A customer stands underneath an illuminated Apple logo as he looks out the window of the Apple store located in central Sydney, Australia, May 28, 2018. (Reuters)
A customer stands underneath an illuminated Apple logo as he looks out the window of the Apple store located in central Sydney, Australia, May 28, 2018. (Reuters)

Google and Apple on Thursday reported downbeat results for the last quarter of 2022 as Amazon beat expectations, but warned that the coming months would be uncertain in a difficult moment for Big Tech.

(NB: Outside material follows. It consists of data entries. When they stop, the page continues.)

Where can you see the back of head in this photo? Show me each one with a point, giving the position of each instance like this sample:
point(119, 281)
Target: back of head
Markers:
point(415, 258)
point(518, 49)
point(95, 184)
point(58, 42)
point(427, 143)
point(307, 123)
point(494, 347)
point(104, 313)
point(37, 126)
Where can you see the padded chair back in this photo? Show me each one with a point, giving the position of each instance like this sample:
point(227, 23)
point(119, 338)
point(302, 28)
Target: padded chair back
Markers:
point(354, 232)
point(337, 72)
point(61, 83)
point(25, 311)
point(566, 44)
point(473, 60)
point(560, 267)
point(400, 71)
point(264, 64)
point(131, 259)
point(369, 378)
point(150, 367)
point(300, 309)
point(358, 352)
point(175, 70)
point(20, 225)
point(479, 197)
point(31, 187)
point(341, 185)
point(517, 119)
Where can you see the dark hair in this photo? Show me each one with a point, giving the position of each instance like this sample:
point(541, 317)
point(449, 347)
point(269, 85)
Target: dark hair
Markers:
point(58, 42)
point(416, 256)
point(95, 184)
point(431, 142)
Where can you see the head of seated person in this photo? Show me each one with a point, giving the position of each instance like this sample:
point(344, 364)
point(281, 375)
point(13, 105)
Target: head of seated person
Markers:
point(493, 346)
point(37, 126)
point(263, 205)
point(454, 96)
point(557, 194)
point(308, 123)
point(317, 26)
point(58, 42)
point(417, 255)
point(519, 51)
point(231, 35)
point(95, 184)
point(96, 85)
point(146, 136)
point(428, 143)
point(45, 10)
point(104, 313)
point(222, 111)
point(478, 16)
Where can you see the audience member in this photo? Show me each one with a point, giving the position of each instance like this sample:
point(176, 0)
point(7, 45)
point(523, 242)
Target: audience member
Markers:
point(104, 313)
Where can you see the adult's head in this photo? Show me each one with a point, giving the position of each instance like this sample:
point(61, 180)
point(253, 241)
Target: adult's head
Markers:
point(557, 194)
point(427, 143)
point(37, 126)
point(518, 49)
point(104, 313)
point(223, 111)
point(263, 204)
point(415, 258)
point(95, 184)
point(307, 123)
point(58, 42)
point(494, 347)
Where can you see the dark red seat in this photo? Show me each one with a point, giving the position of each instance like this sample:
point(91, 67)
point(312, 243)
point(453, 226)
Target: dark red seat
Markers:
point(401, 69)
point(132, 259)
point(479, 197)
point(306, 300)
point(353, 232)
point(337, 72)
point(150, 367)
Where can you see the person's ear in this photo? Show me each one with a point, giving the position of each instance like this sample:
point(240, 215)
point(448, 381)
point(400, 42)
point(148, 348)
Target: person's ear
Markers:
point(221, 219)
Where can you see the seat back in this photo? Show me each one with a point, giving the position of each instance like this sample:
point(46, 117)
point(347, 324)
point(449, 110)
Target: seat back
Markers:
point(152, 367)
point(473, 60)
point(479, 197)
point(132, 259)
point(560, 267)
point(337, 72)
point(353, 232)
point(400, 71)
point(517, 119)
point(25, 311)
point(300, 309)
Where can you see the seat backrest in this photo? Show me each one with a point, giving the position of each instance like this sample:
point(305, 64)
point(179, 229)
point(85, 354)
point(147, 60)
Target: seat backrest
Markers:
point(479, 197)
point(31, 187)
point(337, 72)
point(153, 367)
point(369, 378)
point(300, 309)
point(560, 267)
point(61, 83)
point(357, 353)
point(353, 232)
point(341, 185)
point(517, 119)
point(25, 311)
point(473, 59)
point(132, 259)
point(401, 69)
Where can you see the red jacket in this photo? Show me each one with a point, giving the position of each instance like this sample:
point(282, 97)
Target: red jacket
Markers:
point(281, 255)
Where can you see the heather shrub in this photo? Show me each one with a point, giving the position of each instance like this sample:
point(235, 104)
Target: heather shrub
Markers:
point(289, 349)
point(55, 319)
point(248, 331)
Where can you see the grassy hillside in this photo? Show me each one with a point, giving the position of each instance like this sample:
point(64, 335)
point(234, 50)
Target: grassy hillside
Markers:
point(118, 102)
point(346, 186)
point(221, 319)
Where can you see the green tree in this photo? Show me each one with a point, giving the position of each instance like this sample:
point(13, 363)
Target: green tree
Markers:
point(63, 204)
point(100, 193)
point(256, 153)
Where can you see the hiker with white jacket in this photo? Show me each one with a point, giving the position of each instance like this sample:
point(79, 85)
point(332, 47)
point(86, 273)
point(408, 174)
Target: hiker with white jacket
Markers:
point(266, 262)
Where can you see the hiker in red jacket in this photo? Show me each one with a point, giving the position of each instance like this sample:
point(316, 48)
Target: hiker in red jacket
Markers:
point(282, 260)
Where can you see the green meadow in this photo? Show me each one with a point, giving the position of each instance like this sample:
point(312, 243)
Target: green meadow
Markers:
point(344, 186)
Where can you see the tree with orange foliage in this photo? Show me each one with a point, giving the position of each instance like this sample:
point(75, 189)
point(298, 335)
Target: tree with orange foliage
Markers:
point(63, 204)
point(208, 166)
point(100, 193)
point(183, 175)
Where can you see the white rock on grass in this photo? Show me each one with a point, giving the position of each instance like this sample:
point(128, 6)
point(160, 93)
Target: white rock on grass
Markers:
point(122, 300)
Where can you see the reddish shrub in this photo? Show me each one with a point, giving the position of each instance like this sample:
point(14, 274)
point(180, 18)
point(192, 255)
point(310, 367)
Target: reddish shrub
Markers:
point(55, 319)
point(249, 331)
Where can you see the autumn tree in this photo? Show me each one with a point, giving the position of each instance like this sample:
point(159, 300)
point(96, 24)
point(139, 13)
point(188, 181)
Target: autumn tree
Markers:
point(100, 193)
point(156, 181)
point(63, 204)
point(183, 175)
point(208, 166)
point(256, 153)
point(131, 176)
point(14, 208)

The tech titans posted earnings as shares in Meta skyrocketed a day after it reported better results than expected and signaled spending and job cuts, AFP said.

The results follow weeks of unprecedented layoff rounds in the usually unassailable tech sector amid pessimism about the economic outlook.

The souring mood followed a long spell of outsized growth during the peak Covid-19 period when consumers went online for work, shopping and entertainment.

"Big Tech calls from Apple, Amazon, and Alphabet painting a much different picture of demand environment than the tech bears were hoping for," tweeted Wedbush analyst Dan Ives, referring to investors who believe shares are on a downward path.

While earnings reports show there is "caution in the air" there are signs that the companies could be heading for soft landings, the analyst added.

Google parent Alphabet's revenue of $76 billion in its fourth quarter and profit of $13.6 billion were below what it made in the same period a year earlier, with share prices falling more than 3 percent in after-market trade.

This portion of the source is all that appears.